By: Mike Campbell
The International Monetary Fund (IMF) has revised its forecast for the cost to the banking sector, stemming from the global economic crisis. The IMF has chopped 0.6tn$ off its cost estimate for the crisis to the banking sector between 2007 and 2010. It now suggests that the bill will be 3.4tn$ (that’s 3.4 million million dollars); given that the world population is around 6bn souls, that equates to slightly under $570 per human being; just to put the figure into perspective.
The IMF revision was made because it believes that the global economy has started to recover faster than expected. The IMF warned against any complacency and urged that necessary financial reforms be put in place without delay. However, the IMF cautioned that many banks had yet to fully account for their losses which means that more bad news is in the pipeline.

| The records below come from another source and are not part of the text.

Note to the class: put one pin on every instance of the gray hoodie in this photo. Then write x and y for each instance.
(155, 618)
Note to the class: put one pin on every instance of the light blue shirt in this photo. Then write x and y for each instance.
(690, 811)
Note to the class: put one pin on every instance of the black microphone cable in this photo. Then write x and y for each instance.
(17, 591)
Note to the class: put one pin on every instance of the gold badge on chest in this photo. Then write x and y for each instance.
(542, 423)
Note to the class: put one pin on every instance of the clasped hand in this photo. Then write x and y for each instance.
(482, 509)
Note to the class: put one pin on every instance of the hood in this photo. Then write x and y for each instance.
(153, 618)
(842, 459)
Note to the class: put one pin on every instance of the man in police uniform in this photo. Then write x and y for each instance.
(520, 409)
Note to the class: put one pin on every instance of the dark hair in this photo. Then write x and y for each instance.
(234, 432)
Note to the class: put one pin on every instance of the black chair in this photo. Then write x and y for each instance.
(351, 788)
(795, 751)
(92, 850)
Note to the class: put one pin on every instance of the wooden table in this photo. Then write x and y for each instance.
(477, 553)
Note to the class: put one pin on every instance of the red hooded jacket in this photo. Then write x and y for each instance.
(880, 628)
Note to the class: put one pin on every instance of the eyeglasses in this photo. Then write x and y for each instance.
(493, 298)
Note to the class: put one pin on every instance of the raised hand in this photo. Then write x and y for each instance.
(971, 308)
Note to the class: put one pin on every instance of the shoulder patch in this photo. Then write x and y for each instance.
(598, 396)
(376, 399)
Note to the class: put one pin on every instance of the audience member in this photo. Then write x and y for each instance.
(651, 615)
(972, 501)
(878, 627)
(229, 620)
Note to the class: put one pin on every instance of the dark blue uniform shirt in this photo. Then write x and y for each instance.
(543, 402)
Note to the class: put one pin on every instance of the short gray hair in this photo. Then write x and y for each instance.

The financial reforms that are under consideration now include; requiring banks to increase cash reserves; stricter regulations on major financial institutions to cover risk taking; reducing the effects of the boom and bust cycles through regulatory systems; improving international co-operation to better cope with major businesses that trade globally.
The IMF is widely predicted to increase its forecast for next year’s economic growth by half a percent to 3%. Although this is good news, the IMF warned that unemployment risks are likely to remain for quite some time, until the recovery stimulates demand and with it, more employment.
The Eurozone inflation rate dropped by 0.3 year-on-year for September, figures released by EuroStat revealed yesterday. This was the fourth successive month when prices within the block had fallen.